We found better performance for the EMG model as compared to the OPM-MMG model. This likely reflects a lower signal-to-noise ratio (SNR) of OPM-MMG. On the one hand, this may reflect a genuinely lower sensor SNR. On the other hand, this may be due to geometrical factors. While the surface-EMG was attached to the skin of the forearm, the OPM sensors were positioned above the skin and independently with respect to the forearm. Thus, both the distance between sensors and muscles and their relative motion was larger for OPM-MMG than for EMG.

The feature importance analysis revealed that both sensor modalities relied more on channels positioned on the ulnar side of the forearm to classify finger movements. This can be explained by the fact that the flexor digitorum muscles (DII-DV) are positioned more on the ulnar side of the forearm than the radial side. Notably, the z-axis (perpendicular to the skin) of the OPM sensor, positioned on the ulnar side of the forearm (OPM-2Z and OPM-4Z), was the feature most used by the model. This highlights the relevance of the spatial axis of MMG measurements and suggests that the skin perpendicular axis may be particularly suited to differentiate the signals of finger flexors. Finger movements involve complex synergies between different muscles and motor units39. Future studies may investigate to which extent the finger-movement specific OPM-MMG signals identified in the present study reflect such synergistic or individual muscle activations.

We found that OPM-MMG and EMG models were highly consistent in their prediction of finger movements. This demonstrates the potential of OPM-MMG as an alternative to EMG, since both do not only have similar classification performance, but also consistent prediction patterns. As OPM-MMG allows contactless measurements, it may be particularly suited for clinical applications in which skin contact is undesirable, such as e.g. measurements in autistic patients40 or patients with skin-diseases.

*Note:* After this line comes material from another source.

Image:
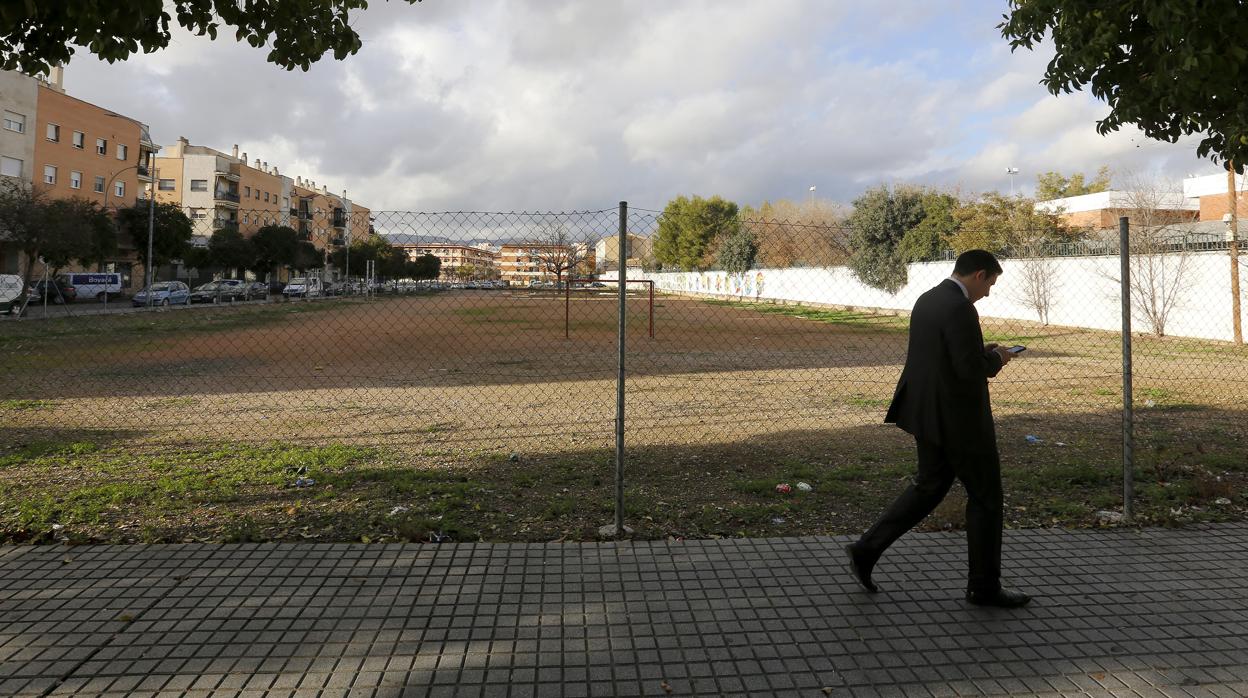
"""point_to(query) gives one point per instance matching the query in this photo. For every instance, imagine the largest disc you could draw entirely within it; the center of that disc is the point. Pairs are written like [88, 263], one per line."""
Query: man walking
[942, 400]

Some limitations of this study that point towards future research directions need to be considered. First, measurements were performed in a single participant. Thus, although the results provide a proof-of-principle and show that the SNR of OPM-MMG is sufficient for use in single subjects, further studies with larger samples are required to validate the results and estimate population variance. Second, we placed sensors only on the ventral forearm because we focused on palmar flexion movements of the fingers. Future studies may add sensors on the dorsal forearm to also exploit extensor muscles’ signal. Third, we classified finger movements of two well-separated fingers and by using a cast to allow only the fingers of interest to move. Future studies are required to investigate the performance of OPM-MMG for the classification of more complex, naturalistic and unconstrained finger movements. Finally, we collected all data in ideal, magnetically shielded conditions, which is different from real-world scenarios. Magnetic noise in unshielded, real-world scenarios prevents OPM-MMG based on current OPM technology, e.g., for neuroprosthetics applications. However, magnetic shielding may not be required in the future given the rapid technological development of magnetometers based on Nitrogen-Vacancy-Centers (NV-center)41 or Complementary Metal–Oxide–Semiconductor (CMOS)42 technology, which both can operate in unshielded environments. Furthermore, more research is required to investigate the extent to which naturalistic movements in residual magnetic fields will influence muscle signals and how magnetometer can be ideally placed to measure muscle activity in real-world applications.

In sum, our findings show that OPM sensors can be employed to discriminate finger movements and incentivize future applications of OPM in magnetomyography.